Una legge (quasi) europea
Pubblicato il 12-05-2016


Anche noi brindiamo soddisfatti per la definitiva approvazione della legge sulle Unioni civili. In fondo, molto in fondo, anche l’Italia si adegua all’Europa essendo, fino ad oggi, l’unico paese ad esserne priva. Solo i fondamentalisti possono gridare alle streghe e minacciare ritorsioni elettorali o addirittura, come pare aver dichiarato Marchini e come invece intendono fare i leghisti, proporre la volontà di boicottarla. Sia ben chiaro, qualsiasi pubblico ufficiale si rifiuti di applicare una legge dello stato commette un reato che va perseguito per legge.

Quello che sfugge, ma fino a un certo punto, è che quel che in tutta Europa è prassi in Italia si trasformi in dramma. Anzi, partiamo dal presupposto che la legge italiana non postula il matrimonio tra coppie omosesuali, previste ormai nei paesi più avanzati, e diversamente governati, come la Spagna, la Francia, la Gran Bretagna, il Portogallo, la Svezia. E nemmeno prevede tutte le clausole contenute nella legge più moderata, approvata nella democristiana Germania della cancellieta Merkel, dove è norma quella stelchild adoption negata in Italia.

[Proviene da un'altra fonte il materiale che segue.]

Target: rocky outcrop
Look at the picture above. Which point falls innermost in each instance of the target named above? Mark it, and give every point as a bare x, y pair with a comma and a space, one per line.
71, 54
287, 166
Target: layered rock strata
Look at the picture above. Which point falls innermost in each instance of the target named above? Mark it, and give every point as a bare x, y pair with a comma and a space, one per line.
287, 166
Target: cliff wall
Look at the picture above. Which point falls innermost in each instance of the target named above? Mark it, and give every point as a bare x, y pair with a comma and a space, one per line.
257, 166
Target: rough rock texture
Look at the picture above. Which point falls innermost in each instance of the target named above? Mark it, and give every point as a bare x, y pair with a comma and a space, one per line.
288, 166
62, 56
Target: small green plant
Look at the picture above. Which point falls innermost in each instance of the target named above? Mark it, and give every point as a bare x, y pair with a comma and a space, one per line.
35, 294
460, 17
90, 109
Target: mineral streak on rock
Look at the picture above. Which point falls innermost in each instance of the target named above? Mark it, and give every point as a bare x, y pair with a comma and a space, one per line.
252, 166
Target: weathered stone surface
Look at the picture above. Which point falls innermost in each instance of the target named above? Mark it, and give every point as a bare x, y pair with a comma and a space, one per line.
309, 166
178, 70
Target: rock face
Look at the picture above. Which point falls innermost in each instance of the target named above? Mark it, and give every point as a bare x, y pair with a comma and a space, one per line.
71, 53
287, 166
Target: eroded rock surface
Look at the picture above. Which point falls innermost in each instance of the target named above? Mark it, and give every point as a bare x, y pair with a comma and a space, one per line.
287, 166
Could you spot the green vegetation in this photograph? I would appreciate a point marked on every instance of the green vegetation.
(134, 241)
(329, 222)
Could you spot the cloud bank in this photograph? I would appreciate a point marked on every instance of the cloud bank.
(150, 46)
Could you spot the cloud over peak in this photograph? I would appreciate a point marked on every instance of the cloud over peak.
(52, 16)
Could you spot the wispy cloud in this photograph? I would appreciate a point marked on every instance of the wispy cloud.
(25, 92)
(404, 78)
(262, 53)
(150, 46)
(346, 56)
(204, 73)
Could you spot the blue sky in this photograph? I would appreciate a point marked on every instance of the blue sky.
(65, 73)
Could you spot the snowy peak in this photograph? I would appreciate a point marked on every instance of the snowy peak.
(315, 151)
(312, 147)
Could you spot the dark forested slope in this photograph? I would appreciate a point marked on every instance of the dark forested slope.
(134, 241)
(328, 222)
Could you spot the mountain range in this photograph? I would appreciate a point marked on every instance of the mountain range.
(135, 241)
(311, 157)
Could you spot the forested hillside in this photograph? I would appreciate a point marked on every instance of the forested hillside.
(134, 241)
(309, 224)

E forse questo resta il punto debole della legge, che a questo punto risulta incompleta e rimanda, da un lato, alle sentenze dei tribunali, che sono tutte favorevoli all’adozione del figlio del coniuge, ma dall’altro induce a ritenere essenziale, come ricordato da Pierluigi Battista sul Corriere di oggi, una profonda riforma del sistema delle adozioni. In troppi si sciacquano la bocca del valore dei figli e della famiglia mentre troppi bambini sono rinchiusi in tristi e desolanti orfanatrofi senza che questo colpisca la loro sensibilità. La sensibilità dei fondamentalisti è sempre e solo scolpita sui pirncipi generali, mai sui fatti concreti.

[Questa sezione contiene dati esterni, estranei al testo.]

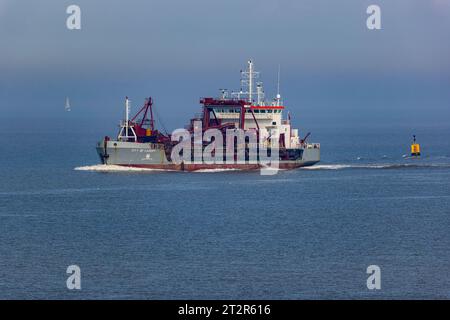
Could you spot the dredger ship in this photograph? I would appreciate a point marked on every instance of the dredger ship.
(140, 144)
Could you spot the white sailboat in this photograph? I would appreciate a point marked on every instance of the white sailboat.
(67, 106)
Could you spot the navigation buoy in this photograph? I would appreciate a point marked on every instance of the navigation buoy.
(415, 148)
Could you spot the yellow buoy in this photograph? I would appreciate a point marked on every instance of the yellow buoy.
(415, 148)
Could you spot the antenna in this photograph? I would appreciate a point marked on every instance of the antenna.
(278, 86)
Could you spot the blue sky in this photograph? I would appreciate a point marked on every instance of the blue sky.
(334, 70)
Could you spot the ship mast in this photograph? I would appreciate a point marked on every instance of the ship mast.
(247, 80)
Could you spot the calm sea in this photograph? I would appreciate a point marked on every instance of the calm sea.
(302, 234)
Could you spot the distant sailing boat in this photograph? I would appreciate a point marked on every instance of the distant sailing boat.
(67, 106)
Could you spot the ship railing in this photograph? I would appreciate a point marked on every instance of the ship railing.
(313, 145)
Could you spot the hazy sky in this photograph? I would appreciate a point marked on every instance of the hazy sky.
(333, 68)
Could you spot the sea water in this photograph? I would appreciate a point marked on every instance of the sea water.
(299, 234)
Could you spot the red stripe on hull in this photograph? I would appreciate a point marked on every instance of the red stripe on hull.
(195, 167)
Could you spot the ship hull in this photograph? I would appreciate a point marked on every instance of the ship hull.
(153, 156)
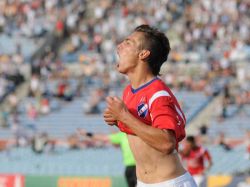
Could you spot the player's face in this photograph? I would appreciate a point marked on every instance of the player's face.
(128, 51)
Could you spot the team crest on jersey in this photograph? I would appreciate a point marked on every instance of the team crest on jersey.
(142, 110)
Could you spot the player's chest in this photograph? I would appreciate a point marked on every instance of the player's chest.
(138, 105)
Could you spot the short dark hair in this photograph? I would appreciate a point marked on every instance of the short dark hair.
(158, 45)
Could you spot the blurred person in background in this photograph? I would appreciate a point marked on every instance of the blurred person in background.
(117, 139)
(196, 156)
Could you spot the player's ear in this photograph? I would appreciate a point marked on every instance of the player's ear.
(144, 54)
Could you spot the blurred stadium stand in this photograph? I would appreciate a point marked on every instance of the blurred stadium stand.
(73, 46)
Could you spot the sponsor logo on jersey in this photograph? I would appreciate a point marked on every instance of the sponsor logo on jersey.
(142, 110)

Non sono mai portati, costoro, a parlare delle crisi e anche delle tragedie che vivono oggi le famiglie tradizionali, ma sono solo cocciutamente determinati ad esaltarne il concetto. Sono portati sempre a dichiarare la superiorità, anzi l’esclusività, della famiglia fondata su un padre e una madre e negare qualsiasi altro valore basato su criteri e generi diversi, senza mai preoccuparsi di entrare nel merito di ognuna, senza verificarne l’esito. Oggi però è un bel giorno. L’Italia non è piu priva di una normativa che riconosca le coppie gay, anche se resta la Cenerentola sul piano dei contenuti legislativi in tutta l’Europa. La dedichiamo alla nostra Alma Capiello, la prima che propose in Parlamento una legge al riguardo. Ci deve bastare?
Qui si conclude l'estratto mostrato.